Now the town might fitly be described, parodying the old doggerel – “White and spotless ivery door, Wi kirk if no a steeple, Cellardyke is a clean toun, the pride o’ a’ their people”.
It is meet to say a word about Kilrenny. Here the half century finds very little change in the sleepy little hamlet, and a life of rural simplicity is still carried out by the few people who constitute the inhabitants(21)(22). But after all effective argument for the simple life is here to be obtained.
Pleasantly situated on a slight eminence the windows of its red-pantiled houses command a wide expanse of the ever changing waters of the south, while a pretty background of wavering green is obtained from the well-wooded grounds of Innergellie, and a quietly meandering burn winds through the village, providing never ceasing music; no worry and little of the outside world troubles one much – all is peace.

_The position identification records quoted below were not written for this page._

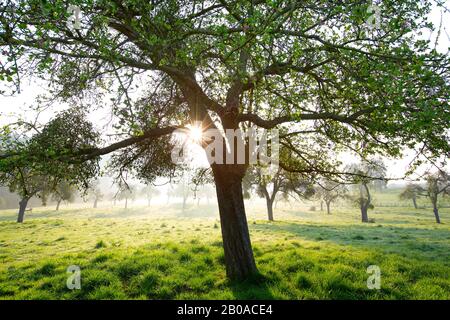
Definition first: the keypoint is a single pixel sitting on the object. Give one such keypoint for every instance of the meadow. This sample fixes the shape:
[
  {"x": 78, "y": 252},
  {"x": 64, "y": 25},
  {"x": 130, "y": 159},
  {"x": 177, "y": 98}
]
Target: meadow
[{"x": 159, "y": 252}]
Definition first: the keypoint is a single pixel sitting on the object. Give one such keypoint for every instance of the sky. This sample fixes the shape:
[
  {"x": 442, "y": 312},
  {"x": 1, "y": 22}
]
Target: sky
[{"x": 18, "y": 105}]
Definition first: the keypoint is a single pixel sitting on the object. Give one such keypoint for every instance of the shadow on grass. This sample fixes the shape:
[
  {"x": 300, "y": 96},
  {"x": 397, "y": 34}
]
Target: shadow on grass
[
  {"x": 256, "y": 287},
  {"x": 410, "y": 242}
]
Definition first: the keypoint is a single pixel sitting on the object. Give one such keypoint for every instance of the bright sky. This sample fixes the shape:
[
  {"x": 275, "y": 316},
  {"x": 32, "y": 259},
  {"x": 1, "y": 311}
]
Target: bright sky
[{"x": 11, "y": 107}]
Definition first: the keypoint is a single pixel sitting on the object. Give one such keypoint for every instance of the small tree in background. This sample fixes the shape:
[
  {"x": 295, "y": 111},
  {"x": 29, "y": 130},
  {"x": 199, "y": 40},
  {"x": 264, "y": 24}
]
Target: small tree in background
[
  {"x": 412, "y": 192},
  {"x": 149, "y": 191},
  {"x": 437, "y": 184},
  {"x": 329, "y": 191},
  {"x": 127, "y": 193},
  {"x": 281, "y": 182},
  {"x": 63, "y": 192},
  {"x": 364, "y": 173},
  {"x": 97, "y": 195}
]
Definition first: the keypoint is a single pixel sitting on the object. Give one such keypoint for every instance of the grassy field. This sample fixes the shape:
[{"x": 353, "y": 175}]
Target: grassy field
[{"x": 161, "y": 253}]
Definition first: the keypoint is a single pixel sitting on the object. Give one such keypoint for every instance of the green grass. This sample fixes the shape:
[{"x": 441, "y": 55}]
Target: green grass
[{"x": 164, "y": 254}]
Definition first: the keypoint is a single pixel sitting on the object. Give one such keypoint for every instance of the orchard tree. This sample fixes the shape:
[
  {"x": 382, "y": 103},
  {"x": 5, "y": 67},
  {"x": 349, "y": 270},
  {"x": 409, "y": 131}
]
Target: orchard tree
[
  {"x": 329, "y": 191},
  {"x": 63, "y": 192},
  {"x": 313, "y": 69},
  {"x": 51, "y": 163},
  {"x": 437, "y": 184},
  {"x": 149, "y": 191},
  {"x": 412, "y": 192},
  {"x": 126, "y": 193},
  {"x": 97, "y": 194},
  {"x": 281, "y": 183},
  {"x": 365, "y": 173}
]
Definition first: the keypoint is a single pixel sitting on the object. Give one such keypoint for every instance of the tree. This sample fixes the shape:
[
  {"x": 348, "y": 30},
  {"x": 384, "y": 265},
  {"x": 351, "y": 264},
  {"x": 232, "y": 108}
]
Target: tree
[
  {"x": 311, "y": 69},
  {"x": 97, "y": 194},
  {"x": 182, "y": 190},
  {"x": 437, "y": 184},
  {"x": 63, "y": 192},
  {"x": 329, "y": 191},
  {"x": 412, "y": 192},
  {"x": 365, "y": 173},
  {"x": 127, "y": 193},
  {"x": 26, "y": 184},
  {"x": 149, "y": 192},
  {"x": 281, "y": 183},
  {"x": 41, "y": 174}
]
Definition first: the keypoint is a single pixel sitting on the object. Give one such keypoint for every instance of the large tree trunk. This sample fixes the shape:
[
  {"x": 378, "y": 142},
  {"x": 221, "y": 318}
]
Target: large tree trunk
[
  {"x": 436, "y": 212},
  {"x": 239, "y": 259},
  {"x": 22, "y": 207},
  {"x": 415, "y": 202}
]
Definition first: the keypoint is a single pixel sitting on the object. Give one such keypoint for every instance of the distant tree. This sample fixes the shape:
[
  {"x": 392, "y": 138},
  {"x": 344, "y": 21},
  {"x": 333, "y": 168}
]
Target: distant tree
[
  {"x": 412, "y": 192},
  {"x": 182, "y": 190},
  {"x": 127, "y": 193},
  {"x": 366, "y": 172},
  {"x": 27, "y": 185},
  {"x": 40, "y": 175},
  {"x": 204, "y": 191},
  {"x": 97, "y": 195},
  {"x": 437, "y": 184},
  {"x": 329, "y": 191},
  {"x": 63, "y": 192},
  {"x": 281, "y": 182},
  {"x": 149, "y": 192}
]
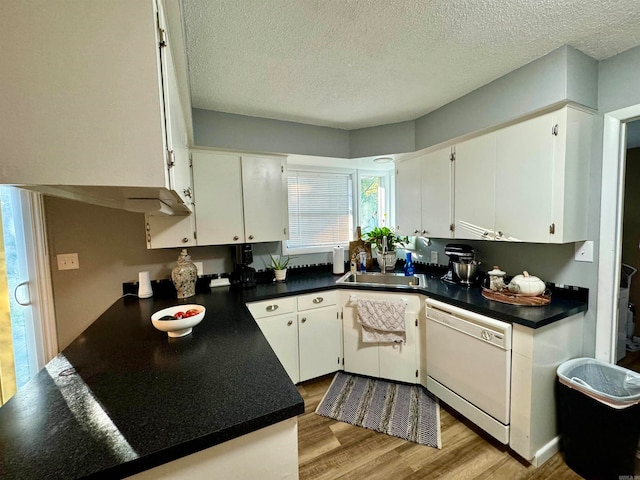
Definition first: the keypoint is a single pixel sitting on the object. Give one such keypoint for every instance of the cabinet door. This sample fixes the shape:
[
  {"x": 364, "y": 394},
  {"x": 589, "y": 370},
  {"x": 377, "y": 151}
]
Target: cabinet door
[
  {"x": 436, "y": 194},
  {"x": 170, "y": 231},
  {"x": 319, "y": 342},
  {"x": 474, "y": 191},
  {"x": 217, "y": 182},
  {"x": 524, "y": 180},
  {"x": 281, "y": 331},
  {"x": 400, "y": 361},
  {"x": 408, "y": 184},
  {"x": 264, "y": 189}
]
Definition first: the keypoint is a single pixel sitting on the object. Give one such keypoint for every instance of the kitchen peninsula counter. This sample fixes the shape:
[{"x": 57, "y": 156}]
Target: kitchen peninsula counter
[{"x": 124, "y": 398}]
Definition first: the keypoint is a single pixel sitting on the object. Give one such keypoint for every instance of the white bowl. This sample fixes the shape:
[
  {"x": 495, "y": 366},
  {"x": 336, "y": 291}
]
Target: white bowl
[{"x": 180, "y": 326}]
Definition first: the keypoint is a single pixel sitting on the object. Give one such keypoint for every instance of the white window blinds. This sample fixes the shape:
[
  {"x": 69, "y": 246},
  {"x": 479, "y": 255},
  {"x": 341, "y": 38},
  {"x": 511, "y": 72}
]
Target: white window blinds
[{"x": 320, "y": 209}]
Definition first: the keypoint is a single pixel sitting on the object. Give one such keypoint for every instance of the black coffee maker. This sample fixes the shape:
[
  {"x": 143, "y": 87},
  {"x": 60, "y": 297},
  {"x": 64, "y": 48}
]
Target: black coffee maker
[{"x": 243, "y": 274}]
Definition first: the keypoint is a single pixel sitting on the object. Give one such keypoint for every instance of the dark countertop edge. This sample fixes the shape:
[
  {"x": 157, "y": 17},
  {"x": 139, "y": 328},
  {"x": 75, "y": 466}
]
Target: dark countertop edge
[{"x": 185, "y": 449}]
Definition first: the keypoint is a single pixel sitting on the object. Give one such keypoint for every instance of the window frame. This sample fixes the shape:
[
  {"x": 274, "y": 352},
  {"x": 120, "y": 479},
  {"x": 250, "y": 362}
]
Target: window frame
[{"x": 387, "y": 179}]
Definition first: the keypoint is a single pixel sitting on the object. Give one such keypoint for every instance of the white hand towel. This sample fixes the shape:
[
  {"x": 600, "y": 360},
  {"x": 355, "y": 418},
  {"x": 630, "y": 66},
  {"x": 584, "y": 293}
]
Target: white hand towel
[{"x": 382, "y": 320}]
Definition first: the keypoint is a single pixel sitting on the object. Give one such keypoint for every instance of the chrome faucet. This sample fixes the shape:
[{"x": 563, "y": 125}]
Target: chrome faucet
[{"x": 383, "y": 259}]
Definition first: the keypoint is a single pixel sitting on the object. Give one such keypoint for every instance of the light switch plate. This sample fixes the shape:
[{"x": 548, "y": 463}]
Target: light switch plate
[
  {"x": 68, "y": 261},
  {"x": 584, "y": 251},
  {"x": 199, "y": 268}
]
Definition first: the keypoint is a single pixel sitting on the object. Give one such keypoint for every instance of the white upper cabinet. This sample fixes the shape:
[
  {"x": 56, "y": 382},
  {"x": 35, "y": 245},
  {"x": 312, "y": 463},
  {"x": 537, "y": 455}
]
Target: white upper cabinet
[
  {"x": 527, "y": 182},
  {"x": 408, "y": 197},
  {"x": 423, "y": 195},
  {"x": 474, "y": 190},
  {"x": 217, "y": 183},
  {"x": 239, "y": 198},
  {"x": 264, "y": 191},
  {"x": 88, "y": 108},
  {"x": 436, "y": 194}
]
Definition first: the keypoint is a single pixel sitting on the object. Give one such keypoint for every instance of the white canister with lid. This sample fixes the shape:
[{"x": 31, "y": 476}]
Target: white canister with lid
[
  {"x": 527, "y": 285},
  {"x": 496, "y": 279}
]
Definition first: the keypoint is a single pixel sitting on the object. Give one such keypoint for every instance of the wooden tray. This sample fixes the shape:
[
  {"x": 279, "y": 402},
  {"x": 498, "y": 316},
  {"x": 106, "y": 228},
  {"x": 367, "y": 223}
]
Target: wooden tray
[{"x": 516, "y": 299}]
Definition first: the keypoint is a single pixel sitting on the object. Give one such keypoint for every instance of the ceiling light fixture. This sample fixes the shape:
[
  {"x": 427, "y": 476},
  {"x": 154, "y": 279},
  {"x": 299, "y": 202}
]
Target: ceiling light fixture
[{"x": 383, "y": 160}]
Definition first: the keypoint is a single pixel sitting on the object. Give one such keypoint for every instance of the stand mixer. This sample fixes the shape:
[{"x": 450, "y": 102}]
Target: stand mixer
[{"x": 462, "y": 265}]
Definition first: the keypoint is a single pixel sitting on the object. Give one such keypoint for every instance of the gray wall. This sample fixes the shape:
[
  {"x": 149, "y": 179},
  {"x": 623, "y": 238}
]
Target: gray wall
[
  {"x": 563, "y": 75},
  {"x": 239, "y": 132},
  {"x": 381, "y": 140},
  {"x": 524, "y": 91},
  {"x": 618, "y": 81}
]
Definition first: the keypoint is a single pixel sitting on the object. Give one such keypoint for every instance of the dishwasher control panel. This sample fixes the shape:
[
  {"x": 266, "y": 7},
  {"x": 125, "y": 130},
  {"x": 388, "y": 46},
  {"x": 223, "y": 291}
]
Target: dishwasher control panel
[{"x": 481, "y": 327}]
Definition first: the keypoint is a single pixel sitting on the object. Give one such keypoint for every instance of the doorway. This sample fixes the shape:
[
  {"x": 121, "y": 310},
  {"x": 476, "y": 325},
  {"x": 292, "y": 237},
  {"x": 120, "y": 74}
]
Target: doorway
[{"x": 30, "y": 329}]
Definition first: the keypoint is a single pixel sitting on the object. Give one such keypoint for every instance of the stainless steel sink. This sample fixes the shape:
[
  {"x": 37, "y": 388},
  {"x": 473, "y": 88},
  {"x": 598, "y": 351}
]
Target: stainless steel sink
[{"x": 386, "y": 279}]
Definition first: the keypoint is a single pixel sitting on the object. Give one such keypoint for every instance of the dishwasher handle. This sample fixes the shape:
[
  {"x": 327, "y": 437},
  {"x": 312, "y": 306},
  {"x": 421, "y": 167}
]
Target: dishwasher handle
[{"x": 490, "y": 332}]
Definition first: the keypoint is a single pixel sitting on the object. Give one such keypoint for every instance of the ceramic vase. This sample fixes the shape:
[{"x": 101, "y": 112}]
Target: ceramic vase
[{"x": 184, "y": 275}]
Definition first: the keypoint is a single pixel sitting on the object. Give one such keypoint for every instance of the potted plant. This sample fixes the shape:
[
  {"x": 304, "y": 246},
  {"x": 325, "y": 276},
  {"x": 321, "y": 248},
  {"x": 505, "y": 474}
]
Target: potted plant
[
  {"x": 279, "y": 267},
  {"x": 375, "y": 237}
]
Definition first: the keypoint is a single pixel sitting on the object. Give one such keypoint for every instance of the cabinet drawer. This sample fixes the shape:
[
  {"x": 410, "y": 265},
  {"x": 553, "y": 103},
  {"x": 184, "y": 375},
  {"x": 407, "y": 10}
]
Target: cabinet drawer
[
  {"x": 317, "y": 300},
  {"x": 269, "y": 308}
]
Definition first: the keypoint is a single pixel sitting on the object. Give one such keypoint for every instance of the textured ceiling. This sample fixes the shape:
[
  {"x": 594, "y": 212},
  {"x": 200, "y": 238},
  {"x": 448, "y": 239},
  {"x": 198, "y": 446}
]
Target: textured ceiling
[{"x": 358, "y": 63}]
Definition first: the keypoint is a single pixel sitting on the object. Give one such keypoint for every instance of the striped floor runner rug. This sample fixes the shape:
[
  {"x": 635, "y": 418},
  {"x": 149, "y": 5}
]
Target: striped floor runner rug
[{"x": 405, "y": 411}]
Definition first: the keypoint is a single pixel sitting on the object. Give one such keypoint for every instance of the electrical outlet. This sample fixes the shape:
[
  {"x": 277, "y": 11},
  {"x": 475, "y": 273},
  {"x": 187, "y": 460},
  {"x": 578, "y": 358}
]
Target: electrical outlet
[
  {"x": 68, "y": 261},
  {"x": 199, "y": 268},
  {"x": 584, "y": 251}
]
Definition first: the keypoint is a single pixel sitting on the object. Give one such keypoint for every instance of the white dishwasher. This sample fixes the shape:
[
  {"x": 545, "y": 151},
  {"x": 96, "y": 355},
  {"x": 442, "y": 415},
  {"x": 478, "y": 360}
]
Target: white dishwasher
[{"x": 469, "y": 365}]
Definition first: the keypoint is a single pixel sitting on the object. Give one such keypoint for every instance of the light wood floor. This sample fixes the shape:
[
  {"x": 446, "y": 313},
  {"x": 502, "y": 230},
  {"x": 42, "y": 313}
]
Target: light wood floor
[{"x": 334, "y": 450}]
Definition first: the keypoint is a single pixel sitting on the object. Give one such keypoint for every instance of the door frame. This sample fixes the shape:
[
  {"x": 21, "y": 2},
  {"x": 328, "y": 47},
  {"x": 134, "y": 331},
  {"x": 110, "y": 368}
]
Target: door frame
[
  {"x": 610, "y": 245},
  {"x": 42, "y": 270}
]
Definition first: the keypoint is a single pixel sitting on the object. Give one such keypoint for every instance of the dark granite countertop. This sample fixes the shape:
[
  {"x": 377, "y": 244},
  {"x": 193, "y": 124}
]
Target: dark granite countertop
[{"x": 123, "y": 397}]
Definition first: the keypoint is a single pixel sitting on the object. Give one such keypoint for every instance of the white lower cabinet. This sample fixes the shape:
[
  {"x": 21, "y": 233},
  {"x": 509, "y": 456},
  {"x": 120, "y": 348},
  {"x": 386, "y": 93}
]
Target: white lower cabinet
[
  {"x": 304, "y": 332},
  {"x": 278, "y": 321},
  {"x": 319, "y": 335},
  {"x": 383, "y": 360}
]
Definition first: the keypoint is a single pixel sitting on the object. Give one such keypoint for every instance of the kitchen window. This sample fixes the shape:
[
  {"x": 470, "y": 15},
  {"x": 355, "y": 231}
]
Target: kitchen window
[
  {"x": 375, "y": 200},
  {"x": 321, "y": 210},
  {"x": 326, "y": 204}
]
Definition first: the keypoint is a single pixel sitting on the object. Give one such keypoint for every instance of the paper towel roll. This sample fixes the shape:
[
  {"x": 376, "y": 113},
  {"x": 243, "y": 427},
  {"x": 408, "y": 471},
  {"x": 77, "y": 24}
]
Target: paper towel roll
[
  {"x": 338, "y": 260},
  {"x": 144, "y": 285}
]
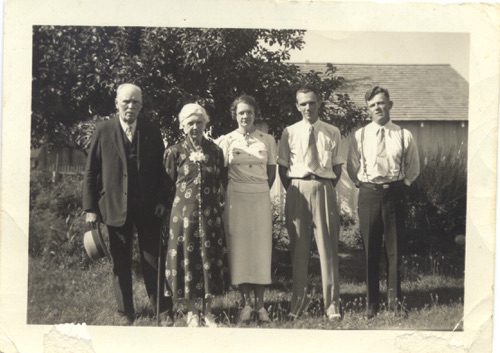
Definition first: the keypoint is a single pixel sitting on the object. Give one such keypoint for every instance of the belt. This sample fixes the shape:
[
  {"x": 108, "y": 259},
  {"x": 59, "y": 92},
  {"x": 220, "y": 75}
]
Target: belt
[
  {"x": 312, "y": 177},
  {"x": 383, "y": 186}
]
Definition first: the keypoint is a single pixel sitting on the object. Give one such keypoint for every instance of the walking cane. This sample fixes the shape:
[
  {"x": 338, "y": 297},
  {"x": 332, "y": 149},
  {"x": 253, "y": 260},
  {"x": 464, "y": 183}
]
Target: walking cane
[{"x": 158, "y": 279}]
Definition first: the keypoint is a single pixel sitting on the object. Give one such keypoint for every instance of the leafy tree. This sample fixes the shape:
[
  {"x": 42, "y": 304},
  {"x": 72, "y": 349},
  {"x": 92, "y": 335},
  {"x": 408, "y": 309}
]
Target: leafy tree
[{"x": 76, "y": 71}]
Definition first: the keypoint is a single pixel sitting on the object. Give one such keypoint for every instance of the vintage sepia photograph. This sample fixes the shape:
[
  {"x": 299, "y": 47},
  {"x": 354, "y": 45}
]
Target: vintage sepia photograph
[
  {"x": 87, "y": 77},
  {"x": 292, "y": 175}
]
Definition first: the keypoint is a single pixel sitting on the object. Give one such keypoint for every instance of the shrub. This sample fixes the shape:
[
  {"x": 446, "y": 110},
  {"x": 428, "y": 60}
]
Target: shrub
[
  {"x": 56, "y": 223},
  {"x": 437, "y": 200}
]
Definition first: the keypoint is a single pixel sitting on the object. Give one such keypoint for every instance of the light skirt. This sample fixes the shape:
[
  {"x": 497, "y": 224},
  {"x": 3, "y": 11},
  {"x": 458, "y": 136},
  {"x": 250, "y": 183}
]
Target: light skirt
[{"x": 248, "y": 222}]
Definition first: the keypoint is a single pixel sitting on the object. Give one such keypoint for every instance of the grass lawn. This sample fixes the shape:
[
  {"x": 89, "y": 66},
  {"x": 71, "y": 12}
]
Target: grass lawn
[{"x": 433, "y": 297}]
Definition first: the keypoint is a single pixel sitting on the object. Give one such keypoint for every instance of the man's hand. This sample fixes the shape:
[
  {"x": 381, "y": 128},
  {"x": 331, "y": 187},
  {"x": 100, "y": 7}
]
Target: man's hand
[
  {"x": 91, "y": 220},
  {"x": 160, "y": 210}
]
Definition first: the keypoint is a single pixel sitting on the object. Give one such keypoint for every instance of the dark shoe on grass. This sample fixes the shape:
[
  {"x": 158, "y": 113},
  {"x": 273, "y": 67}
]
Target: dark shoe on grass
[
  {"x": 370, "y": 313},
  {"x": 166, "y": 320},
  {"x": 124, "y": 319}
]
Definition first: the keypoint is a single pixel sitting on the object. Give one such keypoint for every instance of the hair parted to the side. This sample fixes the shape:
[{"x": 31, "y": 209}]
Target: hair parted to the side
[
  {"x": 125, "y": 85},
  {"x": 372, "y": 92},
  {"x": 306, "y": 88},
  {"x": 245, "y": 99}
]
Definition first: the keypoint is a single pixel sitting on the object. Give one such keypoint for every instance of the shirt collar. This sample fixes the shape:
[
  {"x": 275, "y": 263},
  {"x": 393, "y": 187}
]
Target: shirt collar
[
  {"x": 125, "y": 125},
  {"x": 307, "y": 124},
  {"x": 389, "y": 126}
]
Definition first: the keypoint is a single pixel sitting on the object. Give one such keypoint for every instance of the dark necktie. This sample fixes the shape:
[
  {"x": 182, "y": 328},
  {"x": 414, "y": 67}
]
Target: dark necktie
[
  {"x": 129, "y": 134},
  {"x": 312, "y": 159},
  {"x": 381, "y": 153}
]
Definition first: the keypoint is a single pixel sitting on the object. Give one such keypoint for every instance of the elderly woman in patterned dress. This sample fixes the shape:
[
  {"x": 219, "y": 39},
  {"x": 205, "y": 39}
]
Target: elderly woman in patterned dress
[
  {"x": 196, "y": 263},
  {"x": 250, "y": 156}
]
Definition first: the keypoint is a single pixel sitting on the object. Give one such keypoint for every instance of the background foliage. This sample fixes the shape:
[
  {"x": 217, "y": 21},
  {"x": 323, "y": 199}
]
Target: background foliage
[{"x": 76, "y": 71}]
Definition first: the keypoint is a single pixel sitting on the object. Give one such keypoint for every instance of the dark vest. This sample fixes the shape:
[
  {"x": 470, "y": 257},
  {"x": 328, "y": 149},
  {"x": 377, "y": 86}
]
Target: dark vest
[{"x": 134, "y": 188}]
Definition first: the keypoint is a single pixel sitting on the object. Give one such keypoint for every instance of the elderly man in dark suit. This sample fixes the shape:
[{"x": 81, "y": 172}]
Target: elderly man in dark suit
[{"x": 125, "y": 185}]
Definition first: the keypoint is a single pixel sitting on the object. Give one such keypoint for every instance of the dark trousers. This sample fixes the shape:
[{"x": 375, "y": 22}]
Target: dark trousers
[
  {"x": 121, "y": 240},
  {"x": 382, "y": 217}
]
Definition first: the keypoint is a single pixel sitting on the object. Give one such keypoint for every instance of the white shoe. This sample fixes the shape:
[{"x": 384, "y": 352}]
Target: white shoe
[
  {"x": 192, "y": 320},
  {"x": 210, "y": 321},
  {"x": 246, "y": 313},
  {"x": 333, "y": 312},
  {"x": 263, "y": 315}
]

Architecturally little or no change has taken place, but an old resident re-visiting the place would recognise as an improvement the nice little bridge (23)across the burn to the north of Rennihill House, a gift of Mr Nicolson, Edinburgh, a native of Kilrenny; and from there, strolling to refresh his memory of pleasant days spent in the common, would find in the place of riotous whins and wild bramble bushes, well ordered paths and seats(24), with a clear space at the north end for recreative purposes. This change was gone in to commemorate the Diamond Jubilee of Queen Victoria in 1897, and a tablet set in the wall(25) opposite a drinking fountain(26) sets forth the purpose of the improvement. Continuing his walk by way of the churchyard he would also observe that the burial place of his forebears had been slightly enlarged, but as to the old weather-beaten edifice in which he was want to praise his Maker, time had made little difference. Returning again to the main road he would miss the old familiar outside stair (27)and tumbledown buildings to which it was the entrance, and in their place large houses, have been erected by Mr Williamson of Cellardyke.